The pandemic has been a time of trial for the philanthropic and nonprofit sectors – but also a time of learning.
Within the Environment program – and some parts of our Education program – the foundation took more time to understand the landscape of grantee need beyond the initial disruptions caused by the pandemic.
Looking to the future, our evaluators recommend a staggered response during crisis, disbursing initial funds quickly but reserving some funds for needs that emerge later.
In the service of speed, the foundation opted to work primarily with existing grantees with whom we already had established relationships and could reach communities more quickly. By doing this, we limited our risk.

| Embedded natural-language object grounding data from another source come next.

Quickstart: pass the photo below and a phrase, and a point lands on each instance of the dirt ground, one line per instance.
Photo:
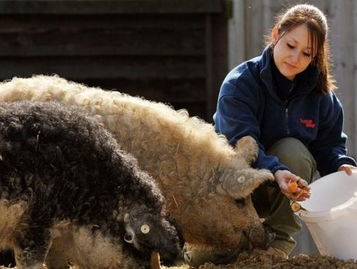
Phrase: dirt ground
(259, 260)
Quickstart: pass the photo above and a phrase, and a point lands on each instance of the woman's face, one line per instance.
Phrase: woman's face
(292, 52)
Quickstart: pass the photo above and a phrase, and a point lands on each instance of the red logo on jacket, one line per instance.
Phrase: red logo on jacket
(308, 123)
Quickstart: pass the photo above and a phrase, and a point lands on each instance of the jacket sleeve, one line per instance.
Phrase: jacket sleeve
(329, 148)
(237, 116)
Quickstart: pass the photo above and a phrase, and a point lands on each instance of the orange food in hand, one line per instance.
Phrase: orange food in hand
(292, 186)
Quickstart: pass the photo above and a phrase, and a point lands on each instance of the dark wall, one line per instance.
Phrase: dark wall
(170, 51)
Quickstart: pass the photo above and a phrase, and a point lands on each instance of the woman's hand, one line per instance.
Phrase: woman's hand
(347, 168)
(283, 178)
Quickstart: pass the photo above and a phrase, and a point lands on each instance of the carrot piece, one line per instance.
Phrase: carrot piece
(292, 186)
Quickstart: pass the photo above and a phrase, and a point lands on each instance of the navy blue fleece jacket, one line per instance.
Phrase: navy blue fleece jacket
(249, 104)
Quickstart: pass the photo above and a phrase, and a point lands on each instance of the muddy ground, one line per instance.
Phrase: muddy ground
(259, 260)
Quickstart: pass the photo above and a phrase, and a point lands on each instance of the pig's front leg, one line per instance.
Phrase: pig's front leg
(31, 248)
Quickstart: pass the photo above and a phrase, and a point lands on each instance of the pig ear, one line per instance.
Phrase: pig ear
(246, 149)
(243, 182)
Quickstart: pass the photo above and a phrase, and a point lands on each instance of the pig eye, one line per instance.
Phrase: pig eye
(240, 202)
(126, 218)
(145, 228)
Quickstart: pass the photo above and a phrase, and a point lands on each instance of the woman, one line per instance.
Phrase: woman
(284, 99)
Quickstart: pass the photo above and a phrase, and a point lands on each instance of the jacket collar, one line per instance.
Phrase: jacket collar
(306, 81)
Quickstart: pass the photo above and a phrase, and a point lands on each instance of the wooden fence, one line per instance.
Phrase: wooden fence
(169, 51)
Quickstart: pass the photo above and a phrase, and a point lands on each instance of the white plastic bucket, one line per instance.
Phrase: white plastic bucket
(331, 215)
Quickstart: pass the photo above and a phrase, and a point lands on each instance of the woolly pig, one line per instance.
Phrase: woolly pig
(69, 194)
(199, 173)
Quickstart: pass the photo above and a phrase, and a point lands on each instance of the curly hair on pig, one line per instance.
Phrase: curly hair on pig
(69, 194)
(198, 172)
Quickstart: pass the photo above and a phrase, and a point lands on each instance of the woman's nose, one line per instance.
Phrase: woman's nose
(295, 57)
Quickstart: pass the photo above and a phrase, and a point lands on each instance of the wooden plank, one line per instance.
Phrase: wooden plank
(46, 36)
(110, 7)
(163, 90)
(104, 67)
(103, 42)
(73, 22)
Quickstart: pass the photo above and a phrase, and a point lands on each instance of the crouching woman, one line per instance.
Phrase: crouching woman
(284, 98)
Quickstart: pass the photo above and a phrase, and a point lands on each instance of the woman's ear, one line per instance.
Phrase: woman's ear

We recognize now that we may also have limited our impact, because in some cases identifying new grantees may have produced more innovative approaches to providing relief.
While we strove to be responsive, these grants also advanced the foundation’s strategic goals. Our K-12 Education program funded school networks already identified under the foundation’s 2025 strategy. Some of those emergency funds have produced innovations – from learning pods to hybrid in-person and online school models – that will last beyond the pandemic.
Not only did relief grants enable grantees to continue their missions during the early months of the pandemic by being responsive to immediate challenges, they also created ripple effects as organizations adapted and innovated by applying a strategic lens around long-term resilience.
In Northwest Arkansas, the arts and fashion nonprofit INTERFORM used relief funds to engage diverse communities in emergency mask production. That work has helped the organization build the capacity to support designers from underserved communities to produce their own clothing.
The pandemic has been a time of trial for the philanthropic and nonprofit sectors – but also a time of learning. The COVID-19 relief fund was an opportunity for us to try different giving tactics and gain important new insights about our work, including how to better leverage polarities in service of social and environmental impact.
In the process, we have learned it is possible – even desirable – to be both fast and slow, responsive and strategic, and to act urgently but also deliberately during a crisis. That may be the most important lesson that the foundation gained from our experiences with the COVID relief fund that will help us be more effective in the future.